A recently discovered document sheds light on Leonardo da Vinci’s ancestral roots, revealing that his mother was a young Circassian woman, hailing from the ancient Caucasus region, who arrived in Florence in slavery.

A notarized deed, penned by none other than Leonardo’s father, Piero da Vinci, on November 2, 1452, secured her freedom from servitude.

As the mastermind behind this extraordinary finding, Vecce divulged the account that he uncovered, which inspired his extensive inquiry and the subsequent release of a book. Although the notion that Leonardo’s mother was a slave had been conjectured for quite some time, no written evidence had substantiated it until now.

According to Carlo Vecce’s disclosure, Leonardo’s mother was a young woman hailing from Circassia.

During the 15th century, Circassia was a region located in the northeastern part of the Caucasus Mountains, situated between the Black Sea and the Caspian Sea. The region was home to the Circassian people, who were mainly Muslim ethnic groups that spoke their own distinct language and culture.

They resided in the northern region of the Caucasus until the 1800s. During that time, the group experienced great turmoil as they were forced to abandon their ancestral lands, with over one million people departing after the invasion of czarist Russia.

Modern-day Circassia no longer exists, as the boundaries are part of Russia. However, there are still communities of Circassians living in various parts of the world, including places like Jordan, Israel, Turkey, Syria, and the U.S.

At some point in Leonardo’s mother’s life, she was abducted and sold into slavery multiple times before eventually landing in Florence, having traveled from Constantinople to Venice. It was there that she met and wedded Leonardo da Vinci’s father.

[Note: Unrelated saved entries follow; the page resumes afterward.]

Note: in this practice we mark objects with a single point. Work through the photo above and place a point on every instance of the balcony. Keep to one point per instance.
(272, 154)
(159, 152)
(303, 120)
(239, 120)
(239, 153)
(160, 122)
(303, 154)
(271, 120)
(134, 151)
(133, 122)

Vecce’s most recent disclosure is centered around a remarkable discovery made during the construction of the new headquarters for the University Cattolica in Milan, near the Sant’Ambrogio district.

The chapel of the Immaculate Conception is now being uncovered, revealing human remains from old burials in its crypt. Vecce wonders whether the remains of Catherine, who passed away in 1494 while in the embrace of her son Leonardo and was interred in Milan, could be among them.

To date, one of the most reputable theories regarding the identity of Leonardo’s mother has been presented by renowned Leonardo scholar Martin Kemp. He previously held a professor role at the University of Oxford.

Kemp published a book in 2017 in which he put forth his own theory, stating that Leonardo’s mother was Caterina di Meo Lippi. She was an orphan who lived in a farmhouse near Vinci, the Tuscan village in which she gave birth to her son and to which he owes his name.

However, as Kemp cautioned, no account has definitive proof.